See, back in Dark Souls, there’s this point about how some sections of the world connect to other parts of the world in a way that kind of makes sense. In Dark Souls 2, this is less of a clearly communicated thing. Oh, both Dark Souls and Dark Souls 2 make conventionally-disconnected, teleporting-based maps, it’s not like one does and the other doesn’t.

In Dark Souls 2 there’s a windmill that you climb, and at the top of the windmill there’s an elevator. This elevator takes you from the top of that windmill, up into what seems to be an underground cavern full of lava and with another big fortress inside it that you then have to fight your way through, to get up to another boss you fight in a lake of lava.

This is generally brought out as an example of bad design, where these two elements don’t connect in the same way as the first game did. Now there are a bunch of ways to address this, but the best response, in my opinion, is who cares.

Design is not a bar you fill.

Design is not a percentage that you attain, as you complete the level.

Design is a sequence of choices made within the existing constraints of the project to achieve an intended end. That intended end can change, the constraints can change, the whole project can change, but nonetheless, design is not about attainable end goals as it is about choices.

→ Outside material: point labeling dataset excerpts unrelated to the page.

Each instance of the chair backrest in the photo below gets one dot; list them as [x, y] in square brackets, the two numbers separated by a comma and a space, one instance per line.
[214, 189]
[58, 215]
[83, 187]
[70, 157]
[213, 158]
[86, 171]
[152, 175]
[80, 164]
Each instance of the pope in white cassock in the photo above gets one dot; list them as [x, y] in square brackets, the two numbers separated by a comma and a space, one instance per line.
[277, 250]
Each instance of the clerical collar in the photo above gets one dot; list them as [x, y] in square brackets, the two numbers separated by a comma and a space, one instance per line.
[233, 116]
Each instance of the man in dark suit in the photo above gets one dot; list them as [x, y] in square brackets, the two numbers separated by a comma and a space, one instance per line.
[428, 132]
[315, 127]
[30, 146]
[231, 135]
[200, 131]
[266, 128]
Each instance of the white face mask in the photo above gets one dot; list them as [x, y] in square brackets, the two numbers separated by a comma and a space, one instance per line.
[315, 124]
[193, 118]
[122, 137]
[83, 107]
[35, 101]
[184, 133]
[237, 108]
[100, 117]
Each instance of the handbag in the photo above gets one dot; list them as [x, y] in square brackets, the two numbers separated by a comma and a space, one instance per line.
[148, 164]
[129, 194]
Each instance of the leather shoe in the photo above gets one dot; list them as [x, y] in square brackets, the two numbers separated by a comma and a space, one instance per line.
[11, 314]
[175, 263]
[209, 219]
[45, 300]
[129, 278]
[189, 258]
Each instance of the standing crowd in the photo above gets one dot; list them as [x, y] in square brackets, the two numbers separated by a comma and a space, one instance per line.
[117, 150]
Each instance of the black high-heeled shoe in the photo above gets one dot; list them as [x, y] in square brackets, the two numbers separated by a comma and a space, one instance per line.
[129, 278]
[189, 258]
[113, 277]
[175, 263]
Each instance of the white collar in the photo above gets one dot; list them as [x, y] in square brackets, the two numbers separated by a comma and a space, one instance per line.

Evoking game like game is making bad design into a swear word.

It also means that you treat good design like an act of emulation. You’ll treat doing good design as a task of making something that’s like something else. It creates this sort of culture of nitpickery, this conception of design as traits, rather than design as choices.

I’ve covered this topic before – about two years ago, now. Same example, too – Dark Souls 2 elevator, even!

But this one has progress bars, and more than that, this one comes up because I think that while the habit is a problem, it belies a bigger problem underneath itself. It is not that it is bad design to do X is a simplistic phrase. It’s that we bring up bad design when we’re trying to attack an entity, when we’re trying to prove something about it. Many, many times, what we’re trying to say is I don’t like this, and masking that want under the cloak of it being bad design.

It’s not an unuseful shorthand. For example, I still think most of the Assassins Creed games are ‘badly designed,’ because their mechanics do not hold together well in a satisfying way, or connect well to the way those games try to tell their story. Yet many times, especially in tabletop games, we will hear those words spoken to try and argue about the inherent quality of a thing – rather than its aims or its outcomes or its consequences.

We need to get better at being honest about what we like and why. And we need to learn to respect it when someone tells us what they like and why.